W marcu bieżącego roku minister odpowiedzialny za sprawy wewnętrzne w landzie Berlin Andreas Geisel musiał zmierzyć się z ostrą krytyką, kiedy zasugerował w wywiadzie dla dziennika „Tagesspiegel”, że stolica Niemiec powinna ubiegać się o organizację igrzysk w 2036 roku. Nie dał jednak za wygraną. Uważa on stanowisko Seehofera za „absurdalne”.

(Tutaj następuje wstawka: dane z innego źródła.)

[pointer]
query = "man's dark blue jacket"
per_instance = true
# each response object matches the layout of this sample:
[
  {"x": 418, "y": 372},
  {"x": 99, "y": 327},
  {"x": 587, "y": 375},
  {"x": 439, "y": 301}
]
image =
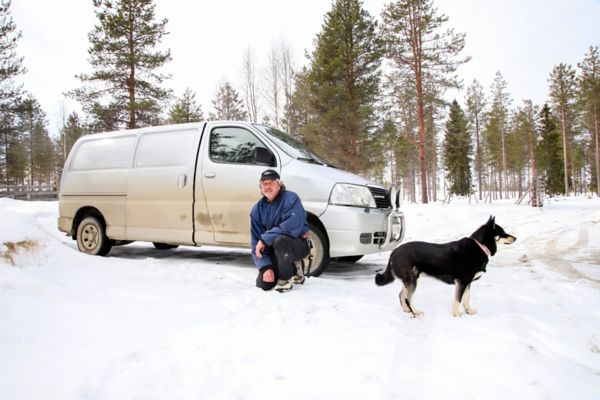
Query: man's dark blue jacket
[{"x": 285, "y": 215}]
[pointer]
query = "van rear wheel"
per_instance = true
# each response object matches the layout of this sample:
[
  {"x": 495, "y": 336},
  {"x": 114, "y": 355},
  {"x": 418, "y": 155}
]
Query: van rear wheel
[
  {"x": 91, "y": 237},
  {"x": 164, "y": 246},
  {"x": 319, "y": 250},
  {"x": 348, "y": 259}
]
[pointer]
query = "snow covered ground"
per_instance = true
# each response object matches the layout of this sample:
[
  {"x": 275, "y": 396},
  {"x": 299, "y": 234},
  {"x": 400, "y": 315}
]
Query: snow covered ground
[{"x": 189, "y": 323}]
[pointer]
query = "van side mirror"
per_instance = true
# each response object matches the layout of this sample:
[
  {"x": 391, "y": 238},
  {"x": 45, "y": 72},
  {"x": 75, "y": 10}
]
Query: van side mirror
[{"x": 261, "y": 155}]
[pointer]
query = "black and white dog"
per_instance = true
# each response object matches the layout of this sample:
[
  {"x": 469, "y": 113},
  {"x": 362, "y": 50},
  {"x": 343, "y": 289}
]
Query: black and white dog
[{"x": 460, "y": 263}]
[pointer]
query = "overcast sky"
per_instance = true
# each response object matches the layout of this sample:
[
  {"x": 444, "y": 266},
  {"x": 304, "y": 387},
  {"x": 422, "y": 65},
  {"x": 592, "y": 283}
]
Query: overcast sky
[{"x": 523, "y": 39}]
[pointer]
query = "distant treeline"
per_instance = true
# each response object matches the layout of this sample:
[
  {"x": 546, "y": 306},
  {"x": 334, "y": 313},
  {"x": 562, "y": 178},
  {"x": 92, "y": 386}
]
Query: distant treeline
[{"x": 371, "y": 99}]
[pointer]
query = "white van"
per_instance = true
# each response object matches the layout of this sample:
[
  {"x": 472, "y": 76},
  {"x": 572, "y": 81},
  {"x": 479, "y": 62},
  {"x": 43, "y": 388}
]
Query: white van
[{"x": 194, "y": 184}]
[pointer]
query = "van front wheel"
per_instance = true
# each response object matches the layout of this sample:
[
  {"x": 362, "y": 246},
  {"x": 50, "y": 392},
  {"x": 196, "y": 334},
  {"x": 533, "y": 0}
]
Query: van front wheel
[
  {"x": 319, "y": 250},
  {"x": 91, "y": 237}
]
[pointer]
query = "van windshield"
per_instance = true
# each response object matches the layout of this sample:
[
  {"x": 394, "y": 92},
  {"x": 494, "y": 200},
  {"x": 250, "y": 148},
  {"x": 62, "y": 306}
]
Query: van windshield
[{"x": 292, "y": 146}]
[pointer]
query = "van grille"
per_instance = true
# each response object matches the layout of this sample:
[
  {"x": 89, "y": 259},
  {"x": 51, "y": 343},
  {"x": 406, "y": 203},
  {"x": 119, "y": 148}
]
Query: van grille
[{"x": 381, "y": 198}]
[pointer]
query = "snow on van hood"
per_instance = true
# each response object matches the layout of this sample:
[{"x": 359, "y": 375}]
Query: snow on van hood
[{"x": 314, "y": 182}]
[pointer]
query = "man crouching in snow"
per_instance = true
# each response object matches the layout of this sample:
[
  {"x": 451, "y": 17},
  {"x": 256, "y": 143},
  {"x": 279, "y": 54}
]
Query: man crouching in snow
[{"x": 279, "y": 235}]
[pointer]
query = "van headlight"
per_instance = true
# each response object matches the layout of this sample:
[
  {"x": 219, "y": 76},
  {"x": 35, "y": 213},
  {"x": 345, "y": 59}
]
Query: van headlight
[{"x": 345, "y": 194}]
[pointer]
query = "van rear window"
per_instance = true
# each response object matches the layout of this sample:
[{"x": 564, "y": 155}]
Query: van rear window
[{"x": 105, "y": 153}]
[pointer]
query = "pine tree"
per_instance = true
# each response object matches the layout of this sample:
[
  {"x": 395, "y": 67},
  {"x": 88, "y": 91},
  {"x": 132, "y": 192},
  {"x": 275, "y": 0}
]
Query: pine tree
[
  {"x": 550, "y": 154},
  {"x": 11, "y": 66},
  {"x": 416, "y": 45},
  {"x": 35, "y": 141},
  {"x": 522, "y": 144},
  {"x": 186, "y": 109},
  {"x": 497, "y": 132},
  {"x": 124, "y": 90},
  {"x": 589, "y": 89},
  {"x": 343, "y": 86},
  {"x": 562, "y": 93},
  {"x": 228, "y": 105},
  {"x": 476, "y": 106},
  {"x": 69, "y": 134},
  {"x": 457, "y": 146}
]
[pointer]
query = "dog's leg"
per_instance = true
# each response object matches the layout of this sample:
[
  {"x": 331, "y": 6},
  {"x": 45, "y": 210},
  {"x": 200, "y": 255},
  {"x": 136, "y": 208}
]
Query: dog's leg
[
  {"x": 458, "y": 295},
  {"x": 467, "y": 300},
  {"x": 406, "y": 298}
]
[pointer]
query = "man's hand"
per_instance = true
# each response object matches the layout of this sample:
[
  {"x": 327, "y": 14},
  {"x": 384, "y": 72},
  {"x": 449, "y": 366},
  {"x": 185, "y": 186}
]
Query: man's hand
[
  {"x": 260, "y": 247},
  {"x": 269, "y": 276}
]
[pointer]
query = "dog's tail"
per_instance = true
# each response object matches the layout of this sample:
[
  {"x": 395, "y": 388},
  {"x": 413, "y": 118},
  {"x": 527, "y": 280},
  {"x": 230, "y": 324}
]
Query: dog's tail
[{"x": 386, "y": 277}]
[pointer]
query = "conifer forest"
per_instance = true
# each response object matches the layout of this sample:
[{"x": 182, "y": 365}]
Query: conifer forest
[{"x": 371, "y": 98}]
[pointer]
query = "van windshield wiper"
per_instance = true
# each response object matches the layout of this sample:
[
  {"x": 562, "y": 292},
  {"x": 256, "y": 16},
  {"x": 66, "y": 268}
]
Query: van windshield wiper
[{"x": 310, "y": 160}]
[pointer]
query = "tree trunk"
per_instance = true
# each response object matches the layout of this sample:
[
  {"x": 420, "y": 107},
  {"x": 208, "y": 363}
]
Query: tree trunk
[
  {"x": 597, "y": 152},
  {"x": 565, "y": 149},
  {"x": 478, "y": 155},
  {"x": 421, "y": 144}
]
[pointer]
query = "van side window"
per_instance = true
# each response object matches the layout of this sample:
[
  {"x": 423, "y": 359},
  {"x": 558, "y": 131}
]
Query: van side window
[
  {"x": 108, "y": 153},
  {"x": 233, "y": 145},
  {"x": 165, "y": 149}
]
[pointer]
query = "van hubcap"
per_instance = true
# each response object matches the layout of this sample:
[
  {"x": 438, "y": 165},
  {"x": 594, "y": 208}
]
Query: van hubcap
[{"x": 89, "y": 237}]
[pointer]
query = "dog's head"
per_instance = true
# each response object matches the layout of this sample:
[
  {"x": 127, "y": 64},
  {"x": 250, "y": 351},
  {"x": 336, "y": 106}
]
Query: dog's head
[
  {"x": 490, "y": 233},
  {"x": 499, "y": 234}
]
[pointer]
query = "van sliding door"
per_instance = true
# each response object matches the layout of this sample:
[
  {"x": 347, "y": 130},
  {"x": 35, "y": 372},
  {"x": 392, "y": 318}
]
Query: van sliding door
[
  {"x": 230, "y": 181},
  {"x": 160, "y": 187}
]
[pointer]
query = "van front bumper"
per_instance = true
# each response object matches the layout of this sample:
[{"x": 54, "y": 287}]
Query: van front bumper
[
  {"x": 65, "y": 225},
  {"x": 357, "y": 231}
]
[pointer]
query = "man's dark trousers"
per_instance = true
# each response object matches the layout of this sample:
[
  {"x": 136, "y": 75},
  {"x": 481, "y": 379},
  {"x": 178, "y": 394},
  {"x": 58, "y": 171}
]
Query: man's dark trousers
[{"x": 284, "y": 252}]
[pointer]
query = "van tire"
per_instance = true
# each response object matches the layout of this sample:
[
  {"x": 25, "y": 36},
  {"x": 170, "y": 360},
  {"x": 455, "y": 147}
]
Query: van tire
[
  {"x": 348, "y": 259},
  {"x": 164, "y": 246},
  {"x": 319, "y": 251},
  {"x": 91, "y": 237}
]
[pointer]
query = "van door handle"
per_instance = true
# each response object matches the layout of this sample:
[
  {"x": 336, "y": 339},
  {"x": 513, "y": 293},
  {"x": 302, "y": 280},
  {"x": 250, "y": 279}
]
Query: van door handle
[{"x": 182, "y": 181}]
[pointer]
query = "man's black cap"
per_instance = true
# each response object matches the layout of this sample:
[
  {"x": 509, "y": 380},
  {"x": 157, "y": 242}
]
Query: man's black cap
[{"x": 269, "y": 174}]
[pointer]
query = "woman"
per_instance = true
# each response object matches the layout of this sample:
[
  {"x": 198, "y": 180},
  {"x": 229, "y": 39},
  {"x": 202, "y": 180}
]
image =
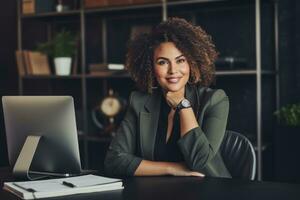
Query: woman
[{"x": 175, "y": 124}]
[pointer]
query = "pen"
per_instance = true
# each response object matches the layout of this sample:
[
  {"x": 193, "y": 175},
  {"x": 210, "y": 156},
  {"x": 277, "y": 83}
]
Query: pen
[
  {"x": 24, "y": 188},
  {"x": 68, "y": 184}
]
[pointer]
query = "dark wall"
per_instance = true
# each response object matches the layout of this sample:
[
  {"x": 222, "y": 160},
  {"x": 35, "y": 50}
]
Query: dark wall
[
  {"x": 289, "y": 50},
  {"x": 8, "y": 73}
]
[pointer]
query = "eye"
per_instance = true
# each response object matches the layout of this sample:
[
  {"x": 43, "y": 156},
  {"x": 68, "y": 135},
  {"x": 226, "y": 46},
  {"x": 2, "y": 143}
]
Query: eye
[
  {"x": 162, "y": 62},
  {"x": 180, "y": 61}
]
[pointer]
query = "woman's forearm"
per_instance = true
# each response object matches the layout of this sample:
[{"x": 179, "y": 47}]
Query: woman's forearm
[{"x": 153, "y": 168}]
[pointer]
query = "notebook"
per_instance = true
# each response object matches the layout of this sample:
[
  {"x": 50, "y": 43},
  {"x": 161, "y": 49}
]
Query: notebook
[{"x": 63, "y": 186}]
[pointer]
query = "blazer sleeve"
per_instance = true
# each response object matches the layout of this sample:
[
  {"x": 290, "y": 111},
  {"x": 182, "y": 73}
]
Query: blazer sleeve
[
  {"x": 120, "y": 159},
  {"x": 200, "y": 145}
]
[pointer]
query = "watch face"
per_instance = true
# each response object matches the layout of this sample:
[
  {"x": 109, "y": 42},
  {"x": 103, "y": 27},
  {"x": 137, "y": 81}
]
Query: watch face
[
  {"x": 110, "y": 106},
  {"x": 185, "y": 103}
]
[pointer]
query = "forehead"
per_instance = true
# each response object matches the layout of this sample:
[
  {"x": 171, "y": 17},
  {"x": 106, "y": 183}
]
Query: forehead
[{"x": 167, "y": 50}]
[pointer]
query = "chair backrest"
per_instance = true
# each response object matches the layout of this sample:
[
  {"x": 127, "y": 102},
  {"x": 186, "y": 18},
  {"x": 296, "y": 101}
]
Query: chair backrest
[{"x": 238, "y": 155}]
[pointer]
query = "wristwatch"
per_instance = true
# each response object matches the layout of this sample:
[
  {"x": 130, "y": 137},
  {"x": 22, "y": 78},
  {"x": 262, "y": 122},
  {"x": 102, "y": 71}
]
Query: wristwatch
[{"x": 183, "y": 104}]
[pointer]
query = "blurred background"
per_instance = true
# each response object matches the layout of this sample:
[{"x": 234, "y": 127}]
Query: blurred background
[{"x": 78, "y": 47}]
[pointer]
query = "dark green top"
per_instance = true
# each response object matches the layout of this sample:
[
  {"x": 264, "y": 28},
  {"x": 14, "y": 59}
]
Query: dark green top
[
  {"x": 135, "y": 138},
  {"x": 167, "y": 151}
]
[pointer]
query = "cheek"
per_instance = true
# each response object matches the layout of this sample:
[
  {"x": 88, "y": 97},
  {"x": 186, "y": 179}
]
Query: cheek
[{"x": 186, "y": 70}]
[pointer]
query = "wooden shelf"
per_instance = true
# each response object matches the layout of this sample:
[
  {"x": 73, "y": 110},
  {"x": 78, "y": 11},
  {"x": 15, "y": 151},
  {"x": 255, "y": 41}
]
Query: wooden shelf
[
  {"x": 52, "y": 14},
  {"x": 78, "y": 76},
  {"x": 95, "y": 138},
  {"x": 243, "y": 72}
]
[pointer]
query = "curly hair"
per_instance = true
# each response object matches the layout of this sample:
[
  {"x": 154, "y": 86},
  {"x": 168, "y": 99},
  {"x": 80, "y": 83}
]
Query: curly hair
[{"x": 194, "y": 43}]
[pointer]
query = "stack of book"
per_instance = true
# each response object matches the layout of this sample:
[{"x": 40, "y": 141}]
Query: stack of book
[
  {"x": 106, "y": 68},
  {"x": 62, "y": 186},
  {"x": 37, "y": 6},
  {"x": 32, "y": 63},
  {"x": 106, "y": 3}
]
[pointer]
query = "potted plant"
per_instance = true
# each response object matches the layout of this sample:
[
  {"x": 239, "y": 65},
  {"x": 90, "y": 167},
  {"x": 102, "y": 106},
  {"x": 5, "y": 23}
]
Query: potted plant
[
  {"x": 286, "y": 143},
  {"x": 61, "y": 48},
  {"x": 289, "y": 115}
]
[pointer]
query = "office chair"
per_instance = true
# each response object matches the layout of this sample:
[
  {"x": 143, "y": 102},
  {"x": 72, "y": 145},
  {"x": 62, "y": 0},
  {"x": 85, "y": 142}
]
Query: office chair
[{"x": 238, "y": 155}]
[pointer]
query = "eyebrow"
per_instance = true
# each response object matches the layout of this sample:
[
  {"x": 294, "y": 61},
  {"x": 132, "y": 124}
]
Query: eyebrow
[{"x": 168, "y": 59}]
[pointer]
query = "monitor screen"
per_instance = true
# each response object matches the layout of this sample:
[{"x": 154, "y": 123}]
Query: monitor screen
[{"x": 53, "y": 118}]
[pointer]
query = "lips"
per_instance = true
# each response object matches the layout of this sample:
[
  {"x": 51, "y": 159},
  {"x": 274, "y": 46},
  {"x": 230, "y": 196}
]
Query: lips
[{"x": 173, "y": 79}]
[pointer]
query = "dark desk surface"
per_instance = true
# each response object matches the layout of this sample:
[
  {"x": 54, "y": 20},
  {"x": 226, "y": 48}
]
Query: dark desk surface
[{"x": 184, "y": 188}]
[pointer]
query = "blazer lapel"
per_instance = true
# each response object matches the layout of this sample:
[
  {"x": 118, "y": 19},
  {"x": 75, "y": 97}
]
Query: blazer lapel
[{"x": 148, "y": 125}]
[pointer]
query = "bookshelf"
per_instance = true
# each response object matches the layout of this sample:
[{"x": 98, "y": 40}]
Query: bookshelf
[{"x": 239, "y": 29}]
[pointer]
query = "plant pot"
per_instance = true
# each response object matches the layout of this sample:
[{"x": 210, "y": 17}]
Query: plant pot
[{"x": 62, "y": 66}]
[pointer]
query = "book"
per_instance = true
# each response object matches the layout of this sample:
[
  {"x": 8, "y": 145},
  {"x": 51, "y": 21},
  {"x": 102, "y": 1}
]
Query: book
[
  {"x": 27, "y": 62},
  {"x": 106, "y": 66},
  {"x": 20, "y": 63},
  {"x": 62, "y": 186},
  {"x": 28, "y": 6},
  {"x": 39, "y": 63}
]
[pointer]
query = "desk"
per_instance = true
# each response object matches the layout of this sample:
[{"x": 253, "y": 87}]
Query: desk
[{"x": 184, "y": 188}]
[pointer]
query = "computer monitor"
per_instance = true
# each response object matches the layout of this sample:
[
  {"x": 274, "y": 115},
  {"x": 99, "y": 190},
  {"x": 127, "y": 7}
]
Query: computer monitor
[{"x": 52, "y": 118}]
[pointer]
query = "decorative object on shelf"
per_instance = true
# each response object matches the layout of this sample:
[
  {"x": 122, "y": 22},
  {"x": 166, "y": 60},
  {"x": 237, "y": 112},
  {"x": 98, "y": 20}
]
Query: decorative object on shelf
[
  {"x": 106, "y": 3},
  {"x": 105, "y": 66},
  {"x": 230, "y": 62},
  {"x": 32, "y": 63},
  {"x": 59, "y": 6},
  {"x": 107, "y": 69},
  {"x": 139, "y": 29},
  {"x": 289, "y": 115},
  {"x": 108, "y": 109},
  {"x": 20, "y": 63},
  {"x": 37, "y": 6},
  {"x": 61, "y": 48}
]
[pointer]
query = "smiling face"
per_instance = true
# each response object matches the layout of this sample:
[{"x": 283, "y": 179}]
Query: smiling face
[{"x": 171, "y": 68}]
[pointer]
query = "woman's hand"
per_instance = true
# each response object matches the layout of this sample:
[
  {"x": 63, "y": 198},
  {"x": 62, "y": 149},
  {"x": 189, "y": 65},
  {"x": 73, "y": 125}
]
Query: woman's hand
[
  {"x": 180, "y": 169},
  {"x": 174, "y": 98}
]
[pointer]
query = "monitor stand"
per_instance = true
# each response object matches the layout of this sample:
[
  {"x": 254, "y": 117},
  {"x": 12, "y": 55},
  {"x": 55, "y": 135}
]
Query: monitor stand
[
  {"x": 22, "y": 166},
  {"x": 24, "y": 160}
]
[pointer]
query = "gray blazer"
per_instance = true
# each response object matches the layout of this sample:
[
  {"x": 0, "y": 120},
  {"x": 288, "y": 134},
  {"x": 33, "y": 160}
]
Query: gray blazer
[{"x": 135, "y": 138}]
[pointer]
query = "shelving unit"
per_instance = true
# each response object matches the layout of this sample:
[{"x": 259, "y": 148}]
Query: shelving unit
[{"x": 95, "y": 30}]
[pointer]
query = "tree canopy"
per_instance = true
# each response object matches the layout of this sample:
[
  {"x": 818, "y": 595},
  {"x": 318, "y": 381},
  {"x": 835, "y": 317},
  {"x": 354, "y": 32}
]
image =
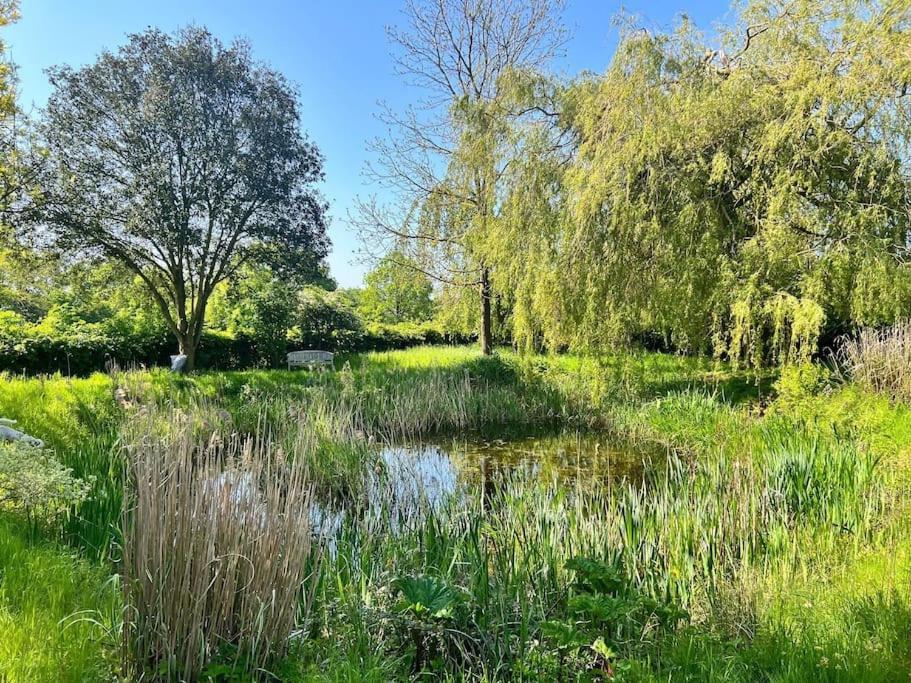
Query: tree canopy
[
  {"x": 745, "y": 197},
  {"x": 396, "y": 292},
  {"x": 182, "y": 159}
]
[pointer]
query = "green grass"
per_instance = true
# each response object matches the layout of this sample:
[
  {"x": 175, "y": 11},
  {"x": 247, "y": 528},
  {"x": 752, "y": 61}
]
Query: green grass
[
  {"x": 779, "y": 524},
  {"x": 56, "y": 611}
]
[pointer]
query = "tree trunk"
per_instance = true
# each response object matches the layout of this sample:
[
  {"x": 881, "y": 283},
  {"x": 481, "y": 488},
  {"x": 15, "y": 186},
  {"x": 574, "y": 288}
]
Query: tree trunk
[
  {"x": 187, "y": 346},
  {"x": 485, "y": 337}
]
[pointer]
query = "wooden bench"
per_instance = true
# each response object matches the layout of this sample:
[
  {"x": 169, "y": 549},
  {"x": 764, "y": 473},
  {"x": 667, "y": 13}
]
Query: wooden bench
[{"x": 309, "y": 359}]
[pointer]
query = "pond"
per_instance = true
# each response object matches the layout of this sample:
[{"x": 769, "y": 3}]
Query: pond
[
  {"x": 410, "y": 479},
  {"x": 439, "y": 467}
]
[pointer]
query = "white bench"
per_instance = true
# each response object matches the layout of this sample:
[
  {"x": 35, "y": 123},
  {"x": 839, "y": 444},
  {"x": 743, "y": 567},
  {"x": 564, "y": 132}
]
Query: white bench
[{"x": 309, "y": 359}]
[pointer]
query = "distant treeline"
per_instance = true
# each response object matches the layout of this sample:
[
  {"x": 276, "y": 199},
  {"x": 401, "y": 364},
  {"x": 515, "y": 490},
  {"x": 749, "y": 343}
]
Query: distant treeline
[{"x": 82, "y": 354}]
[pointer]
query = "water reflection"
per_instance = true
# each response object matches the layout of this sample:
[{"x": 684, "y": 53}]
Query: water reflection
[{"x": 412, "y": 480}]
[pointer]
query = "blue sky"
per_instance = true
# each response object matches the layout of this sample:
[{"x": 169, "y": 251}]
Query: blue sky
[{"x": 334, "y": 50}]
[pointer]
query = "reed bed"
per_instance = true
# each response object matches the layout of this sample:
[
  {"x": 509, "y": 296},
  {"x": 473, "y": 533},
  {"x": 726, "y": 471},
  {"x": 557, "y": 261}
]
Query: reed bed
[
  {"x": 216, "y": 552},
  {"x": 879, "y": 360},
  {"x": 683, "y": 536}
]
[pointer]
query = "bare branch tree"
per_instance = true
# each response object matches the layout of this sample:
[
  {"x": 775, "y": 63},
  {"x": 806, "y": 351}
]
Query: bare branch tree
[{"x": 440, "y": 168}]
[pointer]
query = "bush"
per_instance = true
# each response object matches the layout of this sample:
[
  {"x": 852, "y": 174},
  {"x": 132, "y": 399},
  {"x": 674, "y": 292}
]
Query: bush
[
  {"x": 34, "y": 481},
  {"x": 321, "y": 324}
]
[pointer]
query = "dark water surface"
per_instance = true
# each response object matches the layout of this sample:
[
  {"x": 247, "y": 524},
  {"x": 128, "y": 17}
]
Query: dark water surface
[{"x": 411, "y": 479}]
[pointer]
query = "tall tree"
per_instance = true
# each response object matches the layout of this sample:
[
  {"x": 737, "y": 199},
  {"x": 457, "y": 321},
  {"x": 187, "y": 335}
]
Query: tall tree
[
  {"x": 395, "y": 292},
  {"x": 745, "y": 196},
  {"x": 183, "y": 159},
  {"x": 442, "y": 167}
]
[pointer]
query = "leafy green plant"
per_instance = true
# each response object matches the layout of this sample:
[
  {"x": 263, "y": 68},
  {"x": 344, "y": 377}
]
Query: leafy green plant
[
  {"x": 428, "y": 605},
  {"x": 33, "y": 480}
]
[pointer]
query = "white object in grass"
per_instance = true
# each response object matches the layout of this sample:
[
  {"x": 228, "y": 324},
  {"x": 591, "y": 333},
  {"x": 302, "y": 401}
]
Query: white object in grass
[
  {"x": 309, "y": 359},
  {"x": 7, "y": 433}
]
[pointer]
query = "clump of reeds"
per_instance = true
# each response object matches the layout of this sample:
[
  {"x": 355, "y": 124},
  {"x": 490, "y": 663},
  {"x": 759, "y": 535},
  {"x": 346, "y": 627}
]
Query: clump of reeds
[
  {"x": 880, "y": 360},
  {"x": 216, "y": 550}
]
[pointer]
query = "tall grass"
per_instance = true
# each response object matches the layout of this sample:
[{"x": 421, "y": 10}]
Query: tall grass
[
  {"x": 217, "y": 545},
  {"x": 57, "y": 611},
  {"x": 684, "y": 535},
  {"x": 880, "y": 360}
]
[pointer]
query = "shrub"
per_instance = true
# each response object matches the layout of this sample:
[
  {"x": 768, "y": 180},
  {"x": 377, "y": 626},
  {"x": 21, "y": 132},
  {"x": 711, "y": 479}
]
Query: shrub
[
  {"x": 235, "y": 520},
  {"x": 33, "y": 480}
]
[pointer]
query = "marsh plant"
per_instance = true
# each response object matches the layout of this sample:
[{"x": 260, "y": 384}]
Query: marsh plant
[
  {"x": 880, "y": 360},
  {"x": 216, "y": 553}
]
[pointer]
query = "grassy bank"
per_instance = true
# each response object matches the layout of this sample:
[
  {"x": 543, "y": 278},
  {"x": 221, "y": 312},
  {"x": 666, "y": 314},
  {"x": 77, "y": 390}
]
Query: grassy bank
[{"x": 770, "y": 544}]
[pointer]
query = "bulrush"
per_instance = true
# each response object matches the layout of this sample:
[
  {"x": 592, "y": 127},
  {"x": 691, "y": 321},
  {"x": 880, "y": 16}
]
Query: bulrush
[{"x": 216, "y": 552}]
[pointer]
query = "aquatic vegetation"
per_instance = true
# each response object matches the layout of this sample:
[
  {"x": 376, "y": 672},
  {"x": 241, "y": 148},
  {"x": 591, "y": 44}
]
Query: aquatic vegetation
[{"x": 216, "y": 551}]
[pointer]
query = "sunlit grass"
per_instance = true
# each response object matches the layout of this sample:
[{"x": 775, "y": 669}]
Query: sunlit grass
[{"x": 55, "y": 612}]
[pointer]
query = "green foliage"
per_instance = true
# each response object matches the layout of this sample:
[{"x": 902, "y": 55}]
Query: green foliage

„Jest zupełnie odwrotnie. Moglibyśmy przy okazji pokazać na arenie sportowej, że wyciągnęliśmy wnioski z historii. 100 lat później mamy przecież do czynienia z zupełnie innym krajem – liberalnym i otwartym” – przekonywał polityk SPD w reakcji na wypowiedzi szefa MSW.
Na przeszkodzie organizacji olimpiady w Niemczech stoją jednak nie tylko względy historyczne, ale także brak poparcia ze strony obywateli.
Mieszkańcy Monachium i Hamburga w referendach w 2013 i 2015 roku wypowiedzieli się przeciwko imprezie w swoich miastach.
Sam Seehofer, którego resortowi podlegają też kwestie dotyczące kultury fizycznej, uważa, że ubieganie się o możliwość goszczenia tak ważnego wydarzenia ma sens, ale oskarżył Międzynarodowy Komitet Olimpijski (MKOL) o zbytnie skomercjalizowanie sportu.
„W odbiorze opinii publicznej MKOL odszedł od pierwotnej idei i stał się komercyjny” – powiedział niemiecki minister. Zaapelował do komitetu o odwrócenie trendu.